Exposed panels. The exposed-panels/ directory in the community templates catches admin interfaces, database consoles, monitoring dashboards, and development tools that should not be internet-facing. On nearly every external assessment I run, these templates find something. phpMyAdmin, Grafana, Jenkins, Kibana, Spring Boot Actuator. The template checks for the panel’s existence and fingerprints the version in a single request.

CVE detection. The cves/ directory is organized by year and maps directly to public advisories. When I am assessing a target and want to check for every known vulnerability in their technology stack, I filter templates by technology tags and run the relevant subset. This replaced my habit of manually checking “is this version of Apache affected by CVE-XXXX-YYYY” one CVE at a time.

Misconfigurations. CORS misconfigurations, open redirects, directory listings, verbose error pages, missing security headers. These are not glamorous findings, but they appear in every assessment and clients expect them in the report. Nuclei catches them automatically so I can focus my manual testing on application logic.

Custom templates for cloud metadata. I wrote a set of templates that check for SSRF paths to cloud metadata endpoints (169.254.169.254 and its equivalents), exposed AWS credentials in JavaScript bundles, and misconfigured S3 bucket policies. These are the templates that have produced the most critical findings in my engagements.

The workflow

My current recon pipeline runs entirely on ProjectDiscovery tools. Subfinder for subdomain enumeration, Naabu for port scanning, httpx for HTTP probing and technology fingerprinting, and Nuclei for vulnerability detection. Four tools, one vendor, consistent output formats, and they integrate natively.

The command I run most often:

subfinder -d target.com -silent | naabu -silent | httpx -silent | nuclei -t ~/nuclei-templates/ -severity critical,high,medium -o results.json -jsonl

That single pipeline discovers subdomains, scans for open ports, identifies live web services, and scans them for thousands of known vulnerabilities. The output is structured JSON lines that I parse with jq or feed into my reporting tool. Start to finish, it runs unattended.

Limits

Nuclei does not replace manual application testing. It will not find business logic flaws, authentication bypasses, or authorization issues. It is a scanner, and scanners find known patterns.

I use Nuclei to clear the ground. It handles the checklist stuff: known CVEs, common misconfigurations, the low-hanging fruit that needs to be in the report but does not require a human to find. That frees my manual testing time for logic flaws, chained vulnerabilities, and attack paths that no template can anticipate.

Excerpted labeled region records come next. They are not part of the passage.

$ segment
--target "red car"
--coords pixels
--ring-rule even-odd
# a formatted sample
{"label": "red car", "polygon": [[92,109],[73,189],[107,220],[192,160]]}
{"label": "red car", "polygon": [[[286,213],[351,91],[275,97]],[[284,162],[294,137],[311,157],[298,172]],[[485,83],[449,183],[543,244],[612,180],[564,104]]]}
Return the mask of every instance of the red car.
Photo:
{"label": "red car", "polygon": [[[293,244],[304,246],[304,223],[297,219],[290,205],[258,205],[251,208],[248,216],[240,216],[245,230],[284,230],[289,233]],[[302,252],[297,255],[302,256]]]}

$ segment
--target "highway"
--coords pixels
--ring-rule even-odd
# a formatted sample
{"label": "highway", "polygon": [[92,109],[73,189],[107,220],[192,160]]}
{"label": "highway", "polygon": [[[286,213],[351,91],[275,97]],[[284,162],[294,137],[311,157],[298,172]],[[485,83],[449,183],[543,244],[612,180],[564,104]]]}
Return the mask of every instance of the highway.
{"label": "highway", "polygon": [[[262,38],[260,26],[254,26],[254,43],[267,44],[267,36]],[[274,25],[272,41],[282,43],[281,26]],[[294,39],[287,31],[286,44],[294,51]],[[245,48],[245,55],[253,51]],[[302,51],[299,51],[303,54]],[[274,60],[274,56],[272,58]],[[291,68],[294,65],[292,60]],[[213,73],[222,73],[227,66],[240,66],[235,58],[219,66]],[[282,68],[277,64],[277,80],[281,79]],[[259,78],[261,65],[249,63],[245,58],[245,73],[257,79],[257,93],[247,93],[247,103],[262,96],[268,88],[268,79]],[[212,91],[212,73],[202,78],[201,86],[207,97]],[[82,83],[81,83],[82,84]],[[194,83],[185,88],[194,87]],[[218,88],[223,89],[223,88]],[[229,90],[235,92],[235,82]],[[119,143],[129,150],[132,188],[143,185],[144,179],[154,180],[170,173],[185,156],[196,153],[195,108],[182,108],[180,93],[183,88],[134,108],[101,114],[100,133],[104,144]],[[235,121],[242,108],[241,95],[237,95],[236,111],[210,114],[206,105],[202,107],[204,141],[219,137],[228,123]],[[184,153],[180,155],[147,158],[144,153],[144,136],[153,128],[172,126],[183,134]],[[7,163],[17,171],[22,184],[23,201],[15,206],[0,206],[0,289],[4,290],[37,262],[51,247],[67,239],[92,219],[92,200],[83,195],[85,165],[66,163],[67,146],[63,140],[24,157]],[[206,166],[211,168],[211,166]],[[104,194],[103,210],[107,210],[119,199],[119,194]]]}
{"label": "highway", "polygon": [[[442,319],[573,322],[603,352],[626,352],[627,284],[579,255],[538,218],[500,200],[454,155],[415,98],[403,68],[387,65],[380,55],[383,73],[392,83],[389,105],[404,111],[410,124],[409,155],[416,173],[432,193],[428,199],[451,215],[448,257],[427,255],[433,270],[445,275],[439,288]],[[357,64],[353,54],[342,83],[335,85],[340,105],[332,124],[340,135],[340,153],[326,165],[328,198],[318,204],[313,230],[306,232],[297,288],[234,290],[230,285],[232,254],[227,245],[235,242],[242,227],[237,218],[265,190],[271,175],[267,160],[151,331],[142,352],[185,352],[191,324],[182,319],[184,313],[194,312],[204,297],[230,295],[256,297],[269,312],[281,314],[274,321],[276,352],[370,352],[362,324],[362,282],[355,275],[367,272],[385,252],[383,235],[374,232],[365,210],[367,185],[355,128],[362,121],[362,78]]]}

Why most people underuse it

Nuclei has over 20,000 stars on GitHub. It is not obscure. But most security teams I work with either never set it up or installed it once, ran the default templates, and moved on.

The value is in sustained use. Build your template library. Customize checks for your environment. Integrate it into your CI/CD pipeline. Run it against your external attack surface on a schedule.

I have run Nuclei on every engagement for the past 18 months. It has found critical vulnerabilities on assessments where the client’s commercial scanner reported clean. Community-driven templates get updated faster than commercial signature databases, and custom templates catch things generic scanners never will.

If you do security work and you are not using Nuclei, you are leaving findings on the table.